Thursday, December 24, 2009

GROTE PROBLEMEN DOOR SUPERSNEEUWSTORM VS.. ( bbc)


Massive Christmas winter storm arrives in US Midwest

More than 260 flights from Chicago have been cancelled

A "humongous" winter storm is spreading across the US Midwest, forecasters say, already affecting holiday travel and cutting power to hundreds of homes.

The worst of the storm is expected to hit late on Thursday and dump up to 2ft (61 cm) of snow by Christmas Day.

Icy roads were blamed for the deaths of six motorists in Nebraska, Kansas and New Mexico, while more than 260 flights from Chicago's airport were cancelled.

The US East Coast is still recovering from a record snowfall last weekend.

Tens of thousands of customers in West Virginia and Virginia are still without power.


ANALYSIS
From the BBC Weather Centre


The storm system developed across western parts of the US producing dust storms across the desert areas of California and Arizona.

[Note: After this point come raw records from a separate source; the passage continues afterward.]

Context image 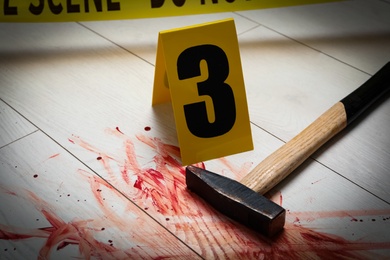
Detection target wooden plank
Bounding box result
[0,131,199,258]
[80,12,259,65]
[0,100,37,148]
[237,0,390,74]
[0,20,389,258]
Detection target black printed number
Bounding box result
[177,44,236,138]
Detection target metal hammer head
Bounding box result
[186,165,285,237]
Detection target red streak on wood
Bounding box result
[57,241,79,250]
[0,188,152,258]
[287,209,390,223]
[5,128,387,258]
[273,224,390,258]
[279,192,283,206]
[116,127,124,134]
[311,177,326,185]
[0,225,49,240]
[65,128,390,258]
[48,153,60,159]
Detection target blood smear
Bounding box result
[5,128,387,259]
[71,128,390,258]
[115,127,124,134]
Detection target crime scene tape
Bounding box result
[1,0,341,23]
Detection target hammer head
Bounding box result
[186,165,285,237]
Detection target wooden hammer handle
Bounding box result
[240,102,347,194]
[240,62,390,194]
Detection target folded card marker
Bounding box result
[152,18,253,165]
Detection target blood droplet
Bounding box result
[116,127,124,134]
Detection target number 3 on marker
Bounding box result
[177,44,236,138]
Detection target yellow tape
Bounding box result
[2,0,341,23]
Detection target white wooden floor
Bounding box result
[1,0,390,259]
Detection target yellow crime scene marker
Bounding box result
[153,18,253,165]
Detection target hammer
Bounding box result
[186,62,390,237]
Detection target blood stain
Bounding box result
[115,127,124,134]
[24,128,386,259]
[144,126,151,131]
[33,174,38,178]
[48,153,60,159]
[349,214,359,222]
[279,192,283,206]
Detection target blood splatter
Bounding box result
[3,128,388,259]
[311,177,326,185]
[67,128,390,259]
[48,153,60,159]
[279,192,283,206]
[115,127,124,134]
[0,208,117,258]
[289,209,390,222]
[144,126,151,131]
[0,184,188,259]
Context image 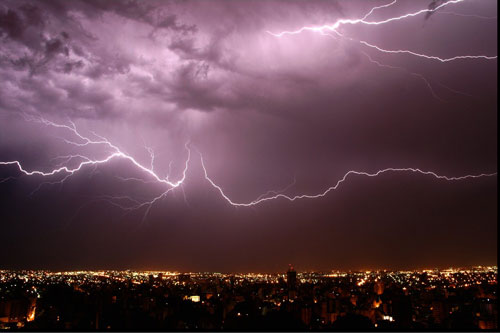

The same system is now currently across the Midwest and is generating severe blizzards from Kansas to Minnesota.


As the system pushes eastwards forecasters expect an ice storm to affect large parts of the interior of the north-east US during Christmas Day and Boxing Day.


Although the storm is severe, winter storms are not uncommon in the USA during the winter months.
The latest storm began in the south-west on Tuesday, causing blizzard-like conditions and travel chaos, before spreading to the east and north.

"There's just a humongous storm moving across the centre of the country, basically from the Canadian border to Texas and spreading from west Colorado to Illinois," Pat Slattery, a spokesman for the National Weather Service, told AFP news agency.

"We would recommend that people if at all possible postpone their travel plans just to be on the safe side," he said. "This is not a storm to be messed with."

The biggest accumulations of snow were expected from eastern Nebraska to the Upper Mississippi Valley. Freezing rain was possible across parts of Kansas, Nebraska, Iowa, Illinois and Indiana, forecasters said.

South of the storm system, heavy thunderstorms will produce flooding across Texas and into the Ohio Valley, they warned.

More than 1,300 customers were without power in Iowa with temperatures hovering around freezing on Thursday, the Iowa Association of Electric Co-operatives said.

The governor of South Dakota issued a state of emergency even before the storm hit, and urged residents to stay off the roads until the storm passed.